Munya highlighted that the leather sector played a major role in the global economy, with an estimated global trade value of approximately $100 billion per year. This is said to be greater than the combined global value of meat, sugar, coffee and tea with this global trade value projected to grow to over $500 billion per year by 2027.
“The scope of this policy is wide. Its successful implementation will require commitment from all stakeholders, both public and private. The interventions will in many instances involve a paradigm shift in the industry dynamics, which will require strategic management,” said Munya.
The CS said that the government has fully invested in the fulfillment of its obligations envisaged in the policy, through its Ministries, Departments and Agencies (MDAs).
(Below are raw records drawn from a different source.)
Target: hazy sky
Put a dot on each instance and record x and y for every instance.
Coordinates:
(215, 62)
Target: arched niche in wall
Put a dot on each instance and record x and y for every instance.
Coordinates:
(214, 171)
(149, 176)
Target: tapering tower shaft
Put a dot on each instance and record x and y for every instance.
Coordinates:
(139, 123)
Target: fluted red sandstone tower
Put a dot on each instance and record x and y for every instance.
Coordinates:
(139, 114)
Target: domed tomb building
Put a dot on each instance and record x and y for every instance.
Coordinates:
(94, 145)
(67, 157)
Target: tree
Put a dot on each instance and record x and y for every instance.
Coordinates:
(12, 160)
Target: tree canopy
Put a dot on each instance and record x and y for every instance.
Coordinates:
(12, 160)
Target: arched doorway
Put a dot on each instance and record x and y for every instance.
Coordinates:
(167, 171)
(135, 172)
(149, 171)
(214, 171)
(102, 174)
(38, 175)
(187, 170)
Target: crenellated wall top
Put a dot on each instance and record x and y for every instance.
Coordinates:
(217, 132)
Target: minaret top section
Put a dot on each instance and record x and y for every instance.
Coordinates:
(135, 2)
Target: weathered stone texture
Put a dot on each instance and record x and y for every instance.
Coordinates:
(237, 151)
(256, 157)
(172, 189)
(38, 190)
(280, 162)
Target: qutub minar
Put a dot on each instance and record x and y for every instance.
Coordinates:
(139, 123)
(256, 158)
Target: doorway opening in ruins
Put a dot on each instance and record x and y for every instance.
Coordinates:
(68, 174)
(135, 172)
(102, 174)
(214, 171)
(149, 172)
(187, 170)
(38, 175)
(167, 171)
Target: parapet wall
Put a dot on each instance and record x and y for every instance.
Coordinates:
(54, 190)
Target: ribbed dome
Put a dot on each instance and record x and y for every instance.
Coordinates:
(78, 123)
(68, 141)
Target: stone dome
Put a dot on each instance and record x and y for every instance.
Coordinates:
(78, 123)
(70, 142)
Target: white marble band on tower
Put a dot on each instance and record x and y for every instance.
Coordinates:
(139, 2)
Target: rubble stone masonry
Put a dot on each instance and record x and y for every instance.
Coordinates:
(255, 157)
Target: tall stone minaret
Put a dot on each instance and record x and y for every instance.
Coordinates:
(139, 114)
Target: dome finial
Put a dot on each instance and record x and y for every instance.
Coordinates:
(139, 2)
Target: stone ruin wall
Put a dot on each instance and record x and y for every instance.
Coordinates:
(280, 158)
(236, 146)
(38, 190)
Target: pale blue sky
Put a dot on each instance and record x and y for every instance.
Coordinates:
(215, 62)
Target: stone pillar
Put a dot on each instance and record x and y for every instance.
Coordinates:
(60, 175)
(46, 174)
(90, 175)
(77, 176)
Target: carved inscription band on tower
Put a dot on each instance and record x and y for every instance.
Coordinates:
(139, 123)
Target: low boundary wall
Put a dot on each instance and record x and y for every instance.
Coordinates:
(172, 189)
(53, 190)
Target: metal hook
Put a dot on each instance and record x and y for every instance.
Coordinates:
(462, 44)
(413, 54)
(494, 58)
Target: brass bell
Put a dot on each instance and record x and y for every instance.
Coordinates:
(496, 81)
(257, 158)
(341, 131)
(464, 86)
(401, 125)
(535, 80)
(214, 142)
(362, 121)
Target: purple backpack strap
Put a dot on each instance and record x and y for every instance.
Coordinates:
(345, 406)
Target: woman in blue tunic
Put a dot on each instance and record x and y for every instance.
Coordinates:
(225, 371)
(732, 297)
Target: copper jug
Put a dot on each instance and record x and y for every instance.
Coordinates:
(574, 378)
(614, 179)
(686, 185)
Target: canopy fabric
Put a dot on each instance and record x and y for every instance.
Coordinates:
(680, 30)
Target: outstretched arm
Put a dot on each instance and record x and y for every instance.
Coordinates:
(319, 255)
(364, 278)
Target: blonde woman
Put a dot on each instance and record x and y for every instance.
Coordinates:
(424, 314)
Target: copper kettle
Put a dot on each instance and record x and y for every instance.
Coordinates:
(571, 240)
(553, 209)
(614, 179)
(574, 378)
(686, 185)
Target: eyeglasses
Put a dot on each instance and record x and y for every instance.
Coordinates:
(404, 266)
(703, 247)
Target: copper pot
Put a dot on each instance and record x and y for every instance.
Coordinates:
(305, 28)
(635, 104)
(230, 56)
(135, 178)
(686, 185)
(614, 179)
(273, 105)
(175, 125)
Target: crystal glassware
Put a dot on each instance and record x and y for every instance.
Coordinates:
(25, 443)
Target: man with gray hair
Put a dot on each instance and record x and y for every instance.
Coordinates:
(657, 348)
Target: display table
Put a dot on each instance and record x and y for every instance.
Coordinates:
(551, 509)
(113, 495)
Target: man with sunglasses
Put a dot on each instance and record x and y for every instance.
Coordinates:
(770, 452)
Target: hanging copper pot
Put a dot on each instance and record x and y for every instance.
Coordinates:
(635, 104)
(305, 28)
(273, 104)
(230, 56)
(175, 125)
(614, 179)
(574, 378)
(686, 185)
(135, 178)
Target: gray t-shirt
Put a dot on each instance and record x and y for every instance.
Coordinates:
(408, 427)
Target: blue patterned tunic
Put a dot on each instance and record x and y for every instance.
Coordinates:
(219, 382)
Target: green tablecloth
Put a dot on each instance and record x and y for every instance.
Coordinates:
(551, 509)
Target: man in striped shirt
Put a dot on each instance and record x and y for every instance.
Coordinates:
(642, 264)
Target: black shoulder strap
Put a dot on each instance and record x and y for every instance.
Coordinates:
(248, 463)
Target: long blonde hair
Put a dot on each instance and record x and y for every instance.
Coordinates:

“The leather sector in Kenya is estimated to be worth over Sh50 billion annually. Unfortunately, over 90 per cent of Kenya’s $94 million -Sh9.4 billion- leather exports are unfinished wet blue leather, whereas, further processing to finished leather and manufacture of leather products could create at least 50,000 more jobs and an additional $150-250 million -Sh15-25 billion- to the Gross Domestic Product (GDP),” said Munya.
The CS observed that according to the Leather Value Chain Investment Profile, Kenya contributes to only 3.5 per cent of leather production on the African continent, despite having the third-biggest livestock resource in Africa.
“This policy provides a roadmap for the growth and development of the industry which has been negatively impacted by the liberalization policies of the 1990s. Other challenges facing the industry include the downturn in the global economy and most recently the devastating impact of the Covid-19 pandemic. This has unfortunately affected the performance of the industry,” said Munya.
He disclosed that the country’s aim is to drive the transformation of the leather value chain from a raw material and semi-processed, export-driven sector to an internationally competitive finished leather and leather products manufacturing industry.
To achieve this, Munya said that there is need to have a supportive legal and policy framework. Therefore, this policy shall address the challenges facing the industry, by stipulating various interventions.
“The Policy statements describes how these goals will be achieved and it includes promotion of sustainable supply of quality hides and skins, production of competitive and quality finished leather and leather products, expansion of access to markets for finished leather and leather products, development of infrastructure to support the entire value chain, skills development, compliance with international environmental standards and best practices, promotion of innovation, technology acquisition and adoption; establish linkages between state and non-state actors, provide a conducive enabling legal and regulatory framework, ensure inclusivity of all Kenyans including special interest groups; and mitigation of external business risks,” said Munya.
Kenya Leather Development Council (KLDC) board Chairman Francis Munyoki said that the leather industry has the potential to drive the manufacturing agenda in the country which will create employment and bring in export earnings geared towards building the country’s economy and uplifting people’s livelihoods.
“This will move the country towards achieving Kenya’s vision 2030, the Big4 agenda and the United Nations (UN) 2030 Sustainable Development Goals,” said Munyoki.